While Kimball says most of his students still respect religious organizations as a power to do good in the world, it's often their stands on social issues - abortion and gay rights in particular - that he feels are driving the young away.

"The vast majority of students, even people coming out of pretty traditional religious backgrounds, don't see these as a big deal. They don't get, what's the issue here, don't understand it," Kimball said. "You can see a real clear shift away from dogmatism there."

We gathered a few of his students together. All said they believe in God, but agreed organized religion has largely failed to adapt to a changing culture.

Carleigh Houghtling, who grew up a conservative Christian, said, "I don't understand, like, how a loving God can send people to Hell. I'm pretty sure if I disobeyed my parents, they would not throw me in the fireplace," she laughed.

J.C. Fischer was raised Methodist, and still goes to church - but only about once a month. "There's so much, like, bureaucracy and rules and things that a church has to do that don't necessarily fit with the beliefs or the tenants that they preach," Fischer said.

Martha Fulton grew up Baptist, went to Catholic schools, and for the moment attends a Methodist church.

"While I wouldn't say that I am really strongly affiliated with the church I go to now, I do feel that I get something out of it," she said. "It's sort of like, when a person says they're single and looking rather than, just single and not ever hoping to find anything else."

There are plenty of alternatives for those looking to worship in a more individual way.

One of the most popular holiday services in New York City this time of year is a revival of the ancient solstice rituals, at the Cathedral of St. John the Divine.

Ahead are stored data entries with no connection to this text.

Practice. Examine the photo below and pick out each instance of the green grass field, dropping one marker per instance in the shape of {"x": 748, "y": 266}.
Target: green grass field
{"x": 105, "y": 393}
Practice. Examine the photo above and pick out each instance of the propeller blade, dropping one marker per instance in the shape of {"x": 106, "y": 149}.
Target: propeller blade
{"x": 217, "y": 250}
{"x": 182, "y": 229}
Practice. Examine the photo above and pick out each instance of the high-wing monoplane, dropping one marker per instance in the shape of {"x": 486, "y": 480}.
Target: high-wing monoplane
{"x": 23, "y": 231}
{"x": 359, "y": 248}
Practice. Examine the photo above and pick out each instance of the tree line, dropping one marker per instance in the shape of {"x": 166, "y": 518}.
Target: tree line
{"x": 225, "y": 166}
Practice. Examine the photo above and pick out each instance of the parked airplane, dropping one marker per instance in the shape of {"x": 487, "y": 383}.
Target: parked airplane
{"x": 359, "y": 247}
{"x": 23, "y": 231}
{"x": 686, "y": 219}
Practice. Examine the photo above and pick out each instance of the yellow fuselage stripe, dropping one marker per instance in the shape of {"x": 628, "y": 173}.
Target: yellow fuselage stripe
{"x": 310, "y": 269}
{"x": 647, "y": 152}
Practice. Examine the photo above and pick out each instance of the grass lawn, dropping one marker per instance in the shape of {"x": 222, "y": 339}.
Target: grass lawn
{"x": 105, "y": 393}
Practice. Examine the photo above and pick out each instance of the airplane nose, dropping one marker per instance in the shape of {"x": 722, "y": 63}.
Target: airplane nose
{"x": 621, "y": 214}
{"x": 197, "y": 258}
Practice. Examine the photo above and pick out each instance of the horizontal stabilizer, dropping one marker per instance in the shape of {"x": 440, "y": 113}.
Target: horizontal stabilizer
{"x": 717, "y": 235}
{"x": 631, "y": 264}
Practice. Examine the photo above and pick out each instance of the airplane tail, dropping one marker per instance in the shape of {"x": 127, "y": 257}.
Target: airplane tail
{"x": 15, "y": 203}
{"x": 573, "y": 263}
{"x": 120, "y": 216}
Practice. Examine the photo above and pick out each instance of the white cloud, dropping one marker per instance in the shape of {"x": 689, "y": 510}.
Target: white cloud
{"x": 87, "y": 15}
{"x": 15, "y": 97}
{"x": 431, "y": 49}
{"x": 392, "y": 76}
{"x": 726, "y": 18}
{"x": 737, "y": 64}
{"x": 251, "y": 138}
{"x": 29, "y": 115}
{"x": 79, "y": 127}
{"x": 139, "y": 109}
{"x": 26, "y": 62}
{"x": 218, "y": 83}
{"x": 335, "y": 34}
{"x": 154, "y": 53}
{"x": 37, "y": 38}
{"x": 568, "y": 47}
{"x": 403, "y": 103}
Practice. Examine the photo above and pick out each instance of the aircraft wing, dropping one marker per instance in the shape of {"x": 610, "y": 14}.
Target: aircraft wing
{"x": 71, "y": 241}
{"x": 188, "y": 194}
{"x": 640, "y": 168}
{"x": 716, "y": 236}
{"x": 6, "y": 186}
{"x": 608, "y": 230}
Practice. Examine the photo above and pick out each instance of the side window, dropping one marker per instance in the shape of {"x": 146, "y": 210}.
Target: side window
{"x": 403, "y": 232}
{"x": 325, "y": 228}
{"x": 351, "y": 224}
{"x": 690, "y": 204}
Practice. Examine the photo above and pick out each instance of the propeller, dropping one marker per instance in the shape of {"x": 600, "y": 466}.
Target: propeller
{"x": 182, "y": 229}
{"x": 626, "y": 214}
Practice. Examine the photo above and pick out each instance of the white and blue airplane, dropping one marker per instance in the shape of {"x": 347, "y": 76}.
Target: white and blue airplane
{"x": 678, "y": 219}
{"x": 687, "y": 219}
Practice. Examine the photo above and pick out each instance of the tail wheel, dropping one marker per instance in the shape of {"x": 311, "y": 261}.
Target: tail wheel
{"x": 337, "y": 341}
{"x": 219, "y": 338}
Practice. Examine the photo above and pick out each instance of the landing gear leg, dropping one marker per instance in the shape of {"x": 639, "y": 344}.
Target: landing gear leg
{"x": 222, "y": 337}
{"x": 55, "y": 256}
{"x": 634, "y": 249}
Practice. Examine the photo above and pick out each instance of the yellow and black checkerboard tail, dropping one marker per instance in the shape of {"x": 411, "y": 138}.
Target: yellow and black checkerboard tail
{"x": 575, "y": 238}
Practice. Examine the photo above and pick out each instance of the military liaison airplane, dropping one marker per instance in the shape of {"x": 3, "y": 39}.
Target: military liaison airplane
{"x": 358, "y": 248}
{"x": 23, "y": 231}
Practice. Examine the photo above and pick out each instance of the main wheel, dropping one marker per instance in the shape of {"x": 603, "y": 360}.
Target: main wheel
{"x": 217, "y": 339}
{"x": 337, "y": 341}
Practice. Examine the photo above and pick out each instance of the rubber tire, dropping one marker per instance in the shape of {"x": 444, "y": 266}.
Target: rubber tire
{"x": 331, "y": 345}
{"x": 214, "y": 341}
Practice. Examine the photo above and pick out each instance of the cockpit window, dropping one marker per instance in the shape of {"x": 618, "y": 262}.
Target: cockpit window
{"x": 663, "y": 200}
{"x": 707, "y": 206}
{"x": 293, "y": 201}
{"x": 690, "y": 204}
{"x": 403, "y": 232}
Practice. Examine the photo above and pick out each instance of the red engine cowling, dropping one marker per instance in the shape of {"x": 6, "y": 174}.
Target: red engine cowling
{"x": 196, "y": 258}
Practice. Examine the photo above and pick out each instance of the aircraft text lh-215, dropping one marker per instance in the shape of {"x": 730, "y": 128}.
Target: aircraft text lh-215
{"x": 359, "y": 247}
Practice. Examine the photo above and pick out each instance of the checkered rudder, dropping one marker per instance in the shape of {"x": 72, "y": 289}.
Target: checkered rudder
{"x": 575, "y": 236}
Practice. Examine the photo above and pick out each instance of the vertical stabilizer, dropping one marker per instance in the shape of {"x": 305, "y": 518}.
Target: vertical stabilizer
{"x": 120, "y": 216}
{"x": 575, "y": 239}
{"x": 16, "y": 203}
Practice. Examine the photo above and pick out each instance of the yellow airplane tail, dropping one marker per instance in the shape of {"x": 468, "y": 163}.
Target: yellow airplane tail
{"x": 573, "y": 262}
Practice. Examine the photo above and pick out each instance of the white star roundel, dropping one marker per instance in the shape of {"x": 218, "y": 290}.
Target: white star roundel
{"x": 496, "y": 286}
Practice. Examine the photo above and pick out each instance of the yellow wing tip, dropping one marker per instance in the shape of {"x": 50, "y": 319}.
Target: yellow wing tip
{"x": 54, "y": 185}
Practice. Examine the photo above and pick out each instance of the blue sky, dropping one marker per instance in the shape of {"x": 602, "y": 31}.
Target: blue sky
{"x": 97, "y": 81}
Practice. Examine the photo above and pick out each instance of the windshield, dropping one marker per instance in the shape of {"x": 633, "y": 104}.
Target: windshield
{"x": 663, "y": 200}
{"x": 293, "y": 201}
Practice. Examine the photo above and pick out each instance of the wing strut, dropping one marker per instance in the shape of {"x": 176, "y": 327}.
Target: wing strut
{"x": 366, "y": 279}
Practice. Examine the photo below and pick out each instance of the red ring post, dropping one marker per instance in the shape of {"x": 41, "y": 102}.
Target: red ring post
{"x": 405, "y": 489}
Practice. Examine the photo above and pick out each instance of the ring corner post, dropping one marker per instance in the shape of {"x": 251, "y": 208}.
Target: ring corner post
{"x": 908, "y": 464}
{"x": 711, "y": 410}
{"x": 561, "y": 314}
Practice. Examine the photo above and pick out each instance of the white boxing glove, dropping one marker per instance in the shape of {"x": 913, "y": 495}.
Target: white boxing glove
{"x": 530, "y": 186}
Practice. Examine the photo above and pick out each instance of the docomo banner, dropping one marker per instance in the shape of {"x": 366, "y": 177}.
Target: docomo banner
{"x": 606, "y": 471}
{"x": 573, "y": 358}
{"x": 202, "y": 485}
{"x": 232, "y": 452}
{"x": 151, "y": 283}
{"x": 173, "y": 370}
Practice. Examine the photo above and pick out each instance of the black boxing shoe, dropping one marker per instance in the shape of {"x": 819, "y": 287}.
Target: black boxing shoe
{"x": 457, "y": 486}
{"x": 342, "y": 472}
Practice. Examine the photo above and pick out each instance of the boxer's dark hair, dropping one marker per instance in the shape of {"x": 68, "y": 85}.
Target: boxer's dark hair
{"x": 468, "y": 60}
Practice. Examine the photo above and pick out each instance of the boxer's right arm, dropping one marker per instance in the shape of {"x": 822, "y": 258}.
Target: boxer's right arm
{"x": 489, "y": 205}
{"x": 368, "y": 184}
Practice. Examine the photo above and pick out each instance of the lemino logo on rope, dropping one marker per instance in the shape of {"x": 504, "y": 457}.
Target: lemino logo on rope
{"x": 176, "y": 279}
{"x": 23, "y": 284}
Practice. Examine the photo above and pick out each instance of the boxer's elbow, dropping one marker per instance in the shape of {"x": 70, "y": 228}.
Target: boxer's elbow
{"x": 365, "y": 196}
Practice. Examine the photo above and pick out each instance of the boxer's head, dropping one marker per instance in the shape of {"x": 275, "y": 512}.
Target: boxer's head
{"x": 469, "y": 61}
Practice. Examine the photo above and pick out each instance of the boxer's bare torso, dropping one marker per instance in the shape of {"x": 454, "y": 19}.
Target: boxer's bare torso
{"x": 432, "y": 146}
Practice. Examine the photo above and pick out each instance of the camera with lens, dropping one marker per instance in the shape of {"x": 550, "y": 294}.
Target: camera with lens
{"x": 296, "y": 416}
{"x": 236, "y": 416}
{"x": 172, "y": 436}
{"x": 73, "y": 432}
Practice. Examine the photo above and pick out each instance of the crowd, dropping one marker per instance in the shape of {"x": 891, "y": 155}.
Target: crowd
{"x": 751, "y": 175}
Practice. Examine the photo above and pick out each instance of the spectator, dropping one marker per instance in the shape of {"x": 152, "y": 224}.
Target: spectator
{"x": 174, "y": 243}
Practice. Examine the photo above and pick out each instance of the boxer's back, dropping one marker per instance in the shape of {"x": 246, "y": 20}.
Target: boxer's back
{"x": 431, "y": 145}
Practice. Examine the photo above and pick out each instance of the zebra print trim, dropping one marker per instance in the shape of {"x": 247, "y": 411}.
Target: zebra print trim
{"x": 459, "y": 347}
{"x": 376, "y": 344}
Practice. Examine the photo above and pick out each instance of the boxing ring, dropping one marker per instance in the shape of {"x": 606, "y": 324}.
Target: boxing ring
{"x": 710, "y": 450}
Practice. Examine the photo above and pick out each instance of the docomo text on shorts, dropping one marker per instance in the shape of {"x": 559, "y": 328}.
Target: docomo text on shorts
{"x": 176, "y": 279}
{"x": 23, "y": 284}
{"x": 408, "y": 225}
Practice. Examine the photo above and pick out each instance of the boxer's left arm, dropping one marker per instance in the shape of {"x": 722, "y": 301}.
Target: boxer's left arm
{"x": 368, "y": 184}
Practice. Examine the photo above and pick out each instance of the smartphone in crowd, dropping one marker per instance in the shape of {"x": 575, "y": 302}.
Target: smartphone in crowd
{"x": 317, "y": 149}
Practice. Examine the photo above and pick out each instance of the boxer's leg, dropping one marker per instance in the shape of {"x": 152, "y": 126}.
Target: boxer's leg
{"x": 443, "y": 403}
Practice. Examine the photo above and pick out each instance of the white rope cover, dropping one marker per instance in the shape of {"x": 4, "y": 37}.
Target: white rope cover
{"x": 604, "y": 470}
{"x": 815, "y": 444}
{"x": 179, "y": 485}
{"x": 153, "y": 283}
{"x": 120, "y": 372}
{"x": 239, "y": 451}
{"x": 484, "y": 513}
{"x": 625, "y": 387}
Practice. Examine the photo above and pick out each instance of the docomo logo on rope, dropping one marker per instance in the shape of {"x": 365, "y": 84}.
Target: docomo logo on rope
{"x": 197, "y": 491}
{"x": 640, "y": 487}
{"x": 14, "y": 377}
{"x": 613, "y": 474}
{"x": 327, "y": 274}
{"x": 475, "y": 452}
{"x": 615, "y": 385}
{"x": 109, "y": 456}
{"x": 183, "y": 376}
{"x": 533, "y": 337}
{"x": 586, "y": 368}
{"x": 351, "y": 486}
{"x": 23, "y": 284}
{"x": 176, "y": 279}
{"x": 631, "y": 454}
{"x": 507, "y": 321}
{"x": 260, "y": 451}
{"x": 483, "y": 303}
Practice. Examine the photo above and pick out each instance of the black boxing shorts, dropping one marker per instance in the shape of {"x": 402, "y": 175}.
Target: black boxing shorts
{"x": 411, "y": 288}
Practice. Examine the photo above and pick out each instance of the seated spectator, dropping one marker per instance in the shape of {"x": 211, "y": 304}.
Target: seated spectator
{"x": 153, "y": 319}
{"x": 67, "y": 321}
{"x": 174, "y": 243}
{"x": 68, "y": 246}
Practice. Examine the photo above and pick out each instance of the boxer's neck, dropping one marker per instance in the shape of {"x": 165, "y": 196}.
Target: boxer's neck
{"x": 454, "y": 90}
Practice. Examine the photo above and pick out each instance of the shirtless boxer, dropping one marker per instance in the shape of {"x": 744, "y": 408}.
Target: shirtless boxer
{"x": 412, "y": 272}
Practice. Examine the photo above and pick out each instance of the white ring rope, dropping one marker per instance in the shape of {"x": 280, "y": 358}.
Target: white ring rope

Paul Winter leads the celebration: "The journey through the longest night is symbolic of the catharsis of coming through the dark night of the soul," he said.

And for those in Newtown, Conn., no night has ever been darker.

"In dark times, like so many of our friends in Connecticut are having now, it's very hard to understand how we're going to reconcile that and how we'll come out the other side of it," Winter told Cowan. "But somewhere down deep, we hope that we'll have the optimism that we will overcome."

What is hope and optimism to some, is faith and answered prayers to others.

On this weekend in particular, as the conversation inevitably turns to the unimaginable in Connecticut, our thoughts of peace and human kindness bind us all as one.